Łukasz Gąsior

Personal information
- Full name: Łukasz Waldemar Gąsior
- National team: Poland
- Born: 14 January 1986 (age 40) Łowicz, Poland
- Height: 1.87 m (6 ft 2 in)
- Weight: 80 kg (176 lb)

Sport
- Sport: Swimming
- Strokes: Freestyle
- Club: AZS Warszawa

Medal record
Men's swimming
Representing Poland
European Junior Championships
| Gold medal – first place | 2004 Lisbon | 50 m freestyle |
| Gold medal – first place | 2004 Lisbon | 100 m freestyle |
| Bronze medal – third place | 2004 Lisbon | 200 m freestyle |

= Łukasz Gąsior =

Polish swimmer (born 1986)

Łukasz Waldemar Gąsior (born January 14, 1986) is a Polish swimmer, who specialized in middle-distance freestyle events. He represented his nation Poland at the 2008 Summer Olympics, and won a career total of three medals (two golds and one bronze) in a major international competition, spanning the 2004 European Junior Swimming Championships in Lisbon, Portugal.

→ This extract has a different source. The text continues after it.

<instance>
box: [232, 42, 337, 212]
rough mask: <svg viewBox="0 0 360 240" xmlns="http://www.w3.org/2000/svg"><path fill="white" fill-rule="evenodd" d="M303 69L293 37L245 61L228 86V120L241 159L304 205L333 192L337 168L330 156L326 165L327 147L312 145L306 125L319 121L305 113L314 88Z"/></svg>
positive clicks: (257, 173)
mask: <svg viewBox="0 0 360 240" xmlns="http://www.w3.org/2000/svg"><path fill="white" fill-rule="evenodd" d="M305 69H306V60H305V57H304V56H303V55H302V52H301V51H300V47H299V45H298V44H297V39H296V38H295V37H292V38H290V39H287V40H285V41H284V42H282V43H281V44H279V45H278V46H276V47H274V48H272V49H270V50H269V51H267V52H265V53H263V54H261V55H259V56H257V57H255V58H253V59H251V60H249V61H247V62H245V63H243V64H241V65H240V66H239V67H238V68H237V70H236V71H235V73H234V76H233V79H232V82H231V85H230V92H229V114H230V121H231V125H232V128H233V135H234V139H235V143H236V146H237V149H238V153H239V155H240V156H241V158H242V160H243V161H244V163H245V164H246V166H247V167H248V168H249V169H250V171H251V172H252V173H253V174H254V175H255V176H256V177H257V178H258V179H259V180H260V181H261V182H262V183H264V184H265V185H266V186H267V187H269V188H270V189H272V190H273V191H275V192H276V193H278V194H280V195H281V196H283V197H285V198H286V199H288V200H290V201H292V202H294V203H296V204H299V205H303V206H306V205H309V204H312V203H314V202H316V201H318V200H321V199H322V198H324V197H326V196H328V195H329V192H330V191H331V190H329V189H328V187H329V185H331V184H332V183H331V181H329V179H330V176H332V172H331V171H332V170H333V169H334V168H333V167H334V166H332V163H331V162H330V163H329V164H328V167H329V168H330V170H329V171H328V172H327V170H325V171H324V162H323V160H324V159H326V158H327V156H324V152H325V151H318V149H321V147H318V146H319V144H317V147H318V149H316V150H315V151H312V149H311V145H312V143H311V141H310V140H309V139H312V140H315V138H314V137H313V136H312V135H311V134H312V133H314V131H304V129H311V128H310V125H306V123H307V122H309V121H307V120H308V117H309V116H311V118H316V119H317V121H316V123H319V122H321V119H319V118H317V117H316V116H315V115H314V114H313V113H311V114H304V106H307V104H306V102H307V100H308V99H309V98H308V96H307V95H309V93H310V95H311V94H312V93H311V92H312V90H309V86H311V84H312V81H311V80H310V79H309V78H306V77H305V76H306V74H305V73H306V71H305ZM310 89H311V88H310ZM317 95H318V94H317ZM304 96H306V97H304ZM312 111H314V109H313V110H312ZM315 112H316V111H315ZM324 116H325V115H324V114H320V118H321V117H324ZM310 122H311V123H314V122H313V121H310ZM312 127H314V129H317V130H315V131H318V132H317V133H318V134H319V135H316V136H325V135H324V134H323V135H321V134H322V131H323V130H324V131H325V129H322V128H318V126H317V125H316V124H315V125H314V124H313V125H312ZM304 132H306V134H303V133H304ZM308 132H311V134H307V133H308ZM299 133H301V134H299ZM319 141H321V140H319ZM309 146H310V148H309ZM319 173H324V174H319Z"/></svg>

Gasior competed for the Polish squad in two swimming events at the 2008 Summer Olympics in Beijing. He raced to a sixth-seeded time in 1:48.52 coming to the top-eight final to dip beneath the FINA B-standard (1:48.72) by two tenths of a second (0.2) at the European Championships five months earlier in Eindhoven, Netherlands. In the 200 m freestyle, Gasior rounded out the field to eighth in the last of eight heats with a frustrating 1:49.25, trailing eventual Olympic champion Michael Phelps of the United States and runner-up Park Tae-hwan of South by nearly four seconds, and missing the semifinals with a thirty-fourth place finish from the prelims. Gasior also teamed up with Łukasz Wójt, Michał Rokicki, and Przemysław Stańczyk in the 4 × 200 m freestyle relay. Swimming the lead-off leg, Gasior recorded a split of 1:48.40, and the Polish team went on to finish heat two in seventh place and fourteenth overall with a final time of 7:18.09.